Multiple corn stover removal rates for cellulosic biofuels and long-term water quality impacts

Abstract

The objective of this work was to quantify the long-term runoff, percolation, erosion, and losses in nitrate-nitrogen, total phosphorus and pesticides attributed to multiple levels of corn stover (Zea mays L.) removal. A field-scale modeling framework, which utilized the Groundwater Loading Effects of Agricultural Management Systems/National Agricultural Pesticide Risk Analysis (GLEAMS–NAPRA) model and the Revised Universal Soil Loss Equation, Version 2 (RUSLE2), was created and applied within Indiana to evaluate water quality impacts associated with three corn stover removal rates (38%, 52.5%, and 70%), based on proposed harvest efficiencies of three multipass field collection systems, with two tillage options (fall chisel/spring disk and no-till).
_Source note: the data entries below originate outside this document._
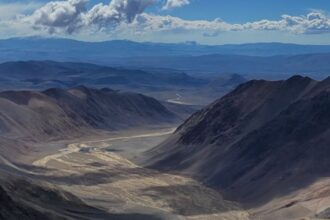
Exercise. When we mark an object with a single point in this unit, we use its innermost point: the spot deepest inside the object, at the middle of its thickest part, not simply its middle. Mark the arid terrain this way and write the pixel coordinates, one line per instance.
(105, 174)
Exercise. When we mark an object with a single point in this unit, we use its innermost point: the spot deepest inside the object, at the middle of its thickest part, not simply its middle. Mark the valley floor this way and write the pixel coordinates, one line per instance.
(104, 174)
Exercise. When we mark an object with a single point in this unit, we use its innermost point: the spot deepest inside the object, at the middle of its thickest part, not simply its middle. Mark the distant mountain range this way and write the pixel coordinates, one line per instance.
(46, 74)
(259, 58)
(51, 48)
(263, 135)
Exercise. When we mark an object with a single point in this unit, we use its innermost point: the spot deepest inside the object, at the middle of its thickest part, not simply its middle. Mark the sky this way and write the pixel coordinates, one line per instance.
(201, 21)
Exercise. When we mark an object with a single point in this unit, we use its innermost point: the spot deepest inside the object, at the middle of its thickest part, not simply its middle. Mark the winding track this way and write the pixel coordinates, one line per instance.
(75, 147)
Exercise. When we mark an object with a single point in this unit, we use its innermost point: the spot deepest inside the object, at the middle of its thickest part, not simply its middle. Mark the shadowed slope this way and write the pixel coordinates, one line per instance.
(262, 135)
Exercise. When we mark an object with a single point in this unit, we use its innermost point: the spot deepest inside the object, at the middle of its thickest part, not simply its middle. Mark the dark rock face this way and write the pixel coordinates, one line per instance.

The model results suggest that removing corn stover at the rates 38% (2.40 to 3.19 t ha⁻¹ [1.07 to 1.42 tn ac⁻¹]), 52.5% (3.32 to 4.41 t ha⁻¹ [1.48 to 1.97 tn ac⁻¹]) and 70% (4.42 to 5.88 t ha⁻¹ [1.97 to 2.63 tn ac⁻¹]), with no-till practices, would result in statistically significant higher annual erosion losses (p < 0.05), when compared with no residue removal management. On soils with 4% or less slopes, a 70% residue removal rate—4.4 to 5.9 t ha⁻¹ (1.96 to 2.63 tn ac⁻¹)—with no-till practices, would result in slightly lower erosion losses when compared with conventional tillage involving no residue removal. No-till systems produced higher total phosphorus losses when commercial fertilizer was surface applied as opposed to the incorporation method practiced with conventional till-age. However, levels of leached nitrate-nitrogen from no-till systems were significantly lower than losses from conventional tillage, partly due to lower mineralization processes associated with nutrient cycling. The results point to the necessity of establishing new sets of regional soil and water conservation criteria that would include harvesting unprocessed agricultural residue following corn-grain harvest to meet biofuel demands.